A socialização não pode ser considerada como um elemento facultativo, mas sim como algo essencial a toda atividade esportiva, a toda política e a todo tipo de gestão que se realize no campo do esporte” (ROMANS; PETRUS; TRILLA, 2003, p. 99).

          Os autores reforçam ainda a ideia de criação de uma chamada educação social: formada por procedimentos educativos no qual, incluem duas ou três particularidades dentre aqueles que buscam fortalecer a sociabilidade, aqueles destinados a indivíduos em situação de conflito social e aqueles desenvolvidos em e por meios educativos não-escolares (ROMANS, PETRUS, TRILLA, 2003).

          No mundo contemporâneo em que estamos a educação não pode mais se dar ao luxo de se limitar ao espaço escolar. Hoje existem outros tantos espaços que trabalham com a educação social e que são considerados em separado da ação escolar, o que é um grande erro.

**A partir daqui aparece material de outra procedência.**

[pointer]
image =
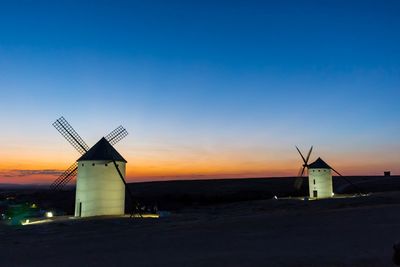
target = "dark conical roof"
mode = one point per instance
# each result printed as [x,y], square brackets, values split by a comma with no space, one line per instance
[319,164]
[102,150]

          Conforme reafirma (PORTO, 1987) ao dizer que a educação possui uma diversidade de espaços para a sua difusão, ocorrendo em todas as instâncias da sociedade e não somente no ambiente escolar.

 

Na verdade, a educação é um processo anterior e muito mais amplo do que aquele desenvolvido pela escola; ela se dá em todas as instâncias sociais na família, na igreja, no local de trabalho, no lazer de forma difusa ou sistemática, com vistas a transmitir às novas gerações, crenças, ideias e valores, o saber comum, os modelos de trabalho, as relações entre os membros, o modo de vida de cada sociedade ou grupo social, enfim a forma peculiar como estes entendem e materializam seu dia-a-dia (PORTO, 1987: 36).

  

          Para a mudança de paradigma da realidade da educação escolar contemporânea, ela a educação, não deve primeiramente ser tratada em separado ou como uma objeção à realidade da educação social. A educação é um processo global e que estará presente durante toda a vida do indivíduo.

          Nilda Ferreira (2001, p. 42) explica que “o homem aprende a sentir, sentindo o mundo através de seu corpo” e conclui que:

 

A formação do homem só pode ser pensada a partir de seu corpo; suas ações precedem dele. Falar em desporto significa falar deste corpo: o corpo humano. Corpo que age, pensa, decide, ama, tem necessidades reais e imaginárias, mas também desejos inimagináveis. (NILDA FERREIRA 2001, p. 42)

  

          Agregado ao fator educacional, o esporte apresenta também um caráter social e este é o fator que mais contribui na formação e para a formação do indivíduo. Por ser uma atividade prática e altamente socializadora, na qual o esforço físico adicionado à criatividade lhe proporcionam uma dimensão cultural, que faz dele um veículo de educação e, consequentemente, de inclusão social. Dentro dessa conjuntura, os projetos esportivos sociais abrangem os processos de aprendizagem e educação para a aquisição de habilidades motoras, possibilitando o desenvolvimento do ser humano nos campos pessoal, social e esportivo. Como afirma Roitman (2001, p. 149), “o desporto visa ao desenvolvimento integral do indivíduo e à sua formação para a cidadania e o lazer, e congrega os elementos necessários que lhe permitem ser um valioso instrumento pedagógico [...]”.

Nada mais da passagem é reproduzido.